CIA Director John Brennan warned against the national security risks of legislation that would allow families of victims of the September 11, 2001 terror attacks to sue the government of Saudi Arabia on Wednesday.
“I think the legislation is badly misguided and doesn’t take into account the negative impact on U.S. national security,” Brennan told Jeffrey Goldberg at the Washington Ideas Forum presented by The Atlantic and the Aspen Institute. Brennan added: “We all recognize that the emotions associated with 9/11 are still quite palpable [and] …. the victims’ families are still seeking justices, but the 9/11 commission report said that there was no evidence that the Saudi government as an institution or senior Saudi officials, individually, were responsible for the 9/11 attack.”
Congress voted to override the president’s veto on Wednesday, paving the way for the bill to become law and marking the first successful veto override of the Obama presidency.

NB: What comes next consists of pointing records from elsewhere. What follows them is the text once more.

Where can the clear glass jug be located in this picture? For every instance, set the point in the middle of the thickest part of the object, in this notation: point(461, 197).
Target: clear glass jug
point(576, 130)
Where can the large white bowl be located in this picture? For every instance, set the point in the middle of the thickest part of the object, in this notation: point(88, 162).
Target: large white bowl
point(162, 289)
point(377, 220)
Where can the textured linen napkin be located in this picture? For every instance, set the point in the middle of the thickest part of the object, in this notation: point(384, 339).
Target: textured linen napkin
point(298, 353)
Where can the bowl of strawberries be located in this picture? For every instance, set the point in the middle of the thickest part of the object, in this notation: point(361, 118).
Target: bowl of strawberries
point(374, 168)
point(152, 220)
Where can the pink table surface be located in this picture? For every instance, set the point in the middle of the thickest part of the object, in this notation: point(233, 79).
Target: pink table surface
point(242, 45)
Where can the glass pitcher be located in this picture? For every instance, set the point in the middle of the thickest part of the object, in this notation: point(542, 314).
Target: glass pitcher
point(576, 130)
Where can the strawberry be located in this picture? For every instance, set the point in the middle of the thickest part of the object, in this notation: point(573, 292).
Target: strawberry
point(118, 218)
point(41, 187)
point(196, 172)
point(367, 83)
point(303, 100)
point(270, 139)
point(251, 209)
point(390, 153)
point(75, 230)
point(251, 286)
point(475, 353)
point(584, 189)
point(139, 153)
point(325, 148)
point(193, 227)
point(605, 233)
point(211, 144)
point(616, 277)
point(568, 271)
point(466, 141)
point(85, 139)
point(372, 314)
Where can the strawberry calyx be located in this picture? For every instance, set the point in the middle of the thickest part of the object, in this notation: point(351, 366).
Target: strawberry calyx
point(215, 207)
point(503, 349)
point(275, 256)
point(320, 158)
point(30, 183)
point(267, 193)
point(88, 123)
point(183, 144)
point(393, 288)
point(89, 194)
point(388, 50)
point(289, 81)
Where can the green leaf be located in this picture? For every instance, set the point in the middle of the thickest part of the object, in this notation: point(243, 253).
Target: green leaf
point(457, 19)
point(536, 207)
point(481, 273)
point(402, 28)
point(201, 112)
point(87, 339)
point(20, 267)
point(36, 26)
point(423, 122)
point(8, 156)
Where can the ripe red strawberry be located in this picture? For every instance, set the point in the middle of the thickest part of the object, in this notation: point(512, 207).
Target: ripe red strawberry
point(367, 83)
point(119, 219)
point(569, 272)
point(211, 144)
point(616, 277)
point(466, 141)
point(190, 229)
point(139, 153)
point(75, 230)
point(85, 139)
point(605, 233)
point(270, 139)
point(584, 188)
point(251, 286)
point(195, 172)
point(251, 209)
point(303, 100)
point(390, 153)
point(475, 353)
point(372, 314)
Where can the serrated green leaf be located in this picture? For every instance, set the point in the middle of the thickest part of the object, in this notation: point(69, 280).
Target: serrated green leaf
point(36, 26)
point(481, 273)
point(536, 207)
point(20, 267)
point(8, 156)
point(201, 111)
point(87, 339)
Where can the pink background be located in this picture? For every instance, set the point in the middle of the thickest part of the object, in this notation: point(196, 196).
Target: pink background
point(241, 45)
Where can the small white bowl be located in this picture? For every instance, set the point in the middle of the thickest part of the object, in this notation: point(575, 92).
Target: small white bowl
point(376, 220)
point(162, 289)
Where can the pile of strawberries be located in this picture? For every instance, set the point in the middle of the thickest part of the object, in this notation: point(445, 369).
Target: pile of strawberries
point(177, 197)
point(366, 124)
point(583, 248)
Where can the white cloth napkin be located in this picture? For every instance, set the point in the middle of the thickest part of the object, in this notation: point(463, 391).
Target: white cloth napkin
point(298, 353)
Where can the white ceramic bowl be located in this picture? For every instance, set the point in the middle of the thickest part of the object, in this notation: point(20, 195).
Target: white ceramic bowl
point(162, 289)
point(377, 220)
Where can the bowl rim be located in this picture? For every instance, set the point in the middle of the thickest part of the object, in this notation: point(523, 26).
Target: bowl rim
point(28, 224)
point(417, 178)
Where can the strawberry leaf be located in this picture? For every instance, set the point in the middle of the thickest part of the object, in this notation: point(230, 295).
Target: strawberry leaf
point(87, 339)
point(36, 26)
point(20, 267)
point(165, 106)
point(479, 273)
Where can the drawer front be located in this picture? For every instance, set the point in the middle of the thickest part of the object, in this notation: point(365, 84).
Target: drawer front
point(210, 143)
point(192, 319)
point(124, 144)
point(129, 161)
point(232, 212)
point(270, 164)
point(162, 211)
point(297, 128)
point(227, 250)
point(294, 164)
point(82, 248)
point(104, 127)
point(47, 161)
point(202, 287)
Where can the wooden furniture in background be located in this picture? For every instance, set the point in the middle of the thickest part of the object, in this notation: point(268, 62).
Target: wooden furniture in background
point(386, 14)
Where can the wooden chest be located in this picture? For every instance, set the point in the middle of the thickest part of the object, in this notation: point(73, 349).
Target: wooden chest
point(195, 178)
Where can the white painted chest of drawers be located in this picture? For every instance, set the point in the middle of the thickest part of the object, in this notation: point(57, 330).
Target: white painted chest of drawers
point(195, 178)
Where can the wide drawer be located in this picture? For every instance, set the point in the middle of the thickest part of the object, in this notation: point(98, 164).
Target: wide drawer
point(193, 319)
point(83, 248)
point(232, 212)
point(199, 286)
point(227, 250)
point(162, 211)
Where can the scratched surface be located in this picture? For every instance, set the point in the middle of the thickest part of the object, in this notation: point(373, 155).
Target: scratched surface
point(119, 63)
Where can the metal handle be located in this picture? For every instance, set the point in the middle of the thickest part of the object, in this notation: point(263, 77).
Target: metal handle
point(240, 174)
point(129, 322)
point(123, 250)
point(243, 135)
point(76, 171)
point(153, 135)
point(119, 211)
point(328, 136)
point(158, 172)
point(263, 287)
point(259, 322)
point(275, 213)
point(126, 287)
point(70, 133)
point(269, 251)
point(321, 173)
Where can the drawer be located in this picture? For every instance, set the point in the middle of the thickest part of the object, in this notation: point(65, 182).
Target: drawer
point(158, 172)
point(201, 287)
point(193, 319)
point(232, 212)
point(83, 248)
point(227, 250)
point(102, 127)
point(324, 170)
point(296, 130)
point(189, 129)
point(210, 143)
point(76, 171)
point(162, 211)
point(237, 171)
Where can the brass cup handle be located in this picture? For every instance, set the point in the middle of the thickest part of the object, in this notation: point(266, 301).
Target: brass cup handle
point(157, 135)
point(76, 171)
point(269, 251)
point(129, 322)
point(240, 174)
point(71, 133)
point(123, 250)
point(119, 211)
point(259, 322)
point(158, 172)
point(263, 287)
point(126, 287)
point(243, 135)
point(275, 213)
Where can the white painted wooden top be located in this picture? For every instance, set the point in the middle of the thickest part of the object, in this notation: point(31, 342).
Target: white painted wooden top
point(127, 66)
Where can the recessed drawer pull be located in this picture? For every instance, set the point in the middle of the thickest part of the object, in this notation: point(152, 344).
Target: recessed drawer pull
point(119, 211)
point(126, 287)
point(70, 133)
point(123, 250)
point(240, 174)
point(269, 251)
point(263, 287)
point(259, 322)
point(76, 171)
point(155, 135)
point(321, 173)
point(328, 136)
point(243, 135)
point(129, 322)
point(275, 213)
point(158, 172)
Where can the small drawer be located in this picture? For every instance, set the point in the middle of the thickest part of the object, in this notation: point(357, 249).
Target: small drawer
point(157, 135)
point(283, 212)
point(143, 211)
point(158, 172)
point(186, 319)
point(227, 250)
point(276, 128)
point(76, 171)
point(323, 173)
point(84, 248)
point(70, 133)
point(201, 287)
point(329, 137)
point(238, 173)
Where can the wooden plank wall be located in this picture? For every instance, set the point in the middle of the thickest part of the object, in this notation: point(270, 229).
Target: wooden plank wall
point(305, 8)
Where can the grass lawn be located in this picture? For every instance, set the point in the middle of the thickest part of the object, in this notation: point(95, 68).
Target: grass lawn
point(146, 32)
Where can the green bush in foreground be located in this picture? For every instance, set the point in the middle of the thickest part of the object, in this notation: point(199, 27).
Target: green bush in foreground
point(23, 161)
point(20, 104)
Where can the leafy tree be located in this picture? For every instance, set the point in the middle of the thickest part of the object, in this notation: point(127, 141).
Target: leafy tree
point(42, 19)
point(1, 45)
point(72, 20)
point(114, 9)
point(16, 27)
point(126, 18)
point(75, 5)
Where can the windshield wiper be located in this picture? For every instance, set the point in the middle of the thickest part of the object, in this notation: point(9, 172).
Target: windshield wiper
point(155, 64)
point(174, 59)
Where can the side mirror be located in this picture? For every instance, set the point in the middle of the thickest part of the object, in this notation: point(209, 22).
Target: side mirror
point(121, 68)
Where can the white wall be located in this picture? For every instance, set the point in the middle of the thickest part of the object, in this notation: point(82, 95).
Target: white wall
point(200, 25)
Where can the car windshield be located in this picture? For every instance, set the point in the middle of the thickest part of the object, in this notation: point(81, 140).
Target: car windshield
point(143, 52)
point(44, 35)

The CIA director cautioned that the implications of the legislation extend far beyond potentially damaging the relationship between the United States and Saudi Arabia. “I think there’s a very, very dangerous slippery slope that we’re going to get on,” Brennan said, adding that “foreign governments are going to start to pass similar type of legislation that is going to haul the United States into court overseas, even for the most frivolous charges and allegations for what the U.S. has done overseas.”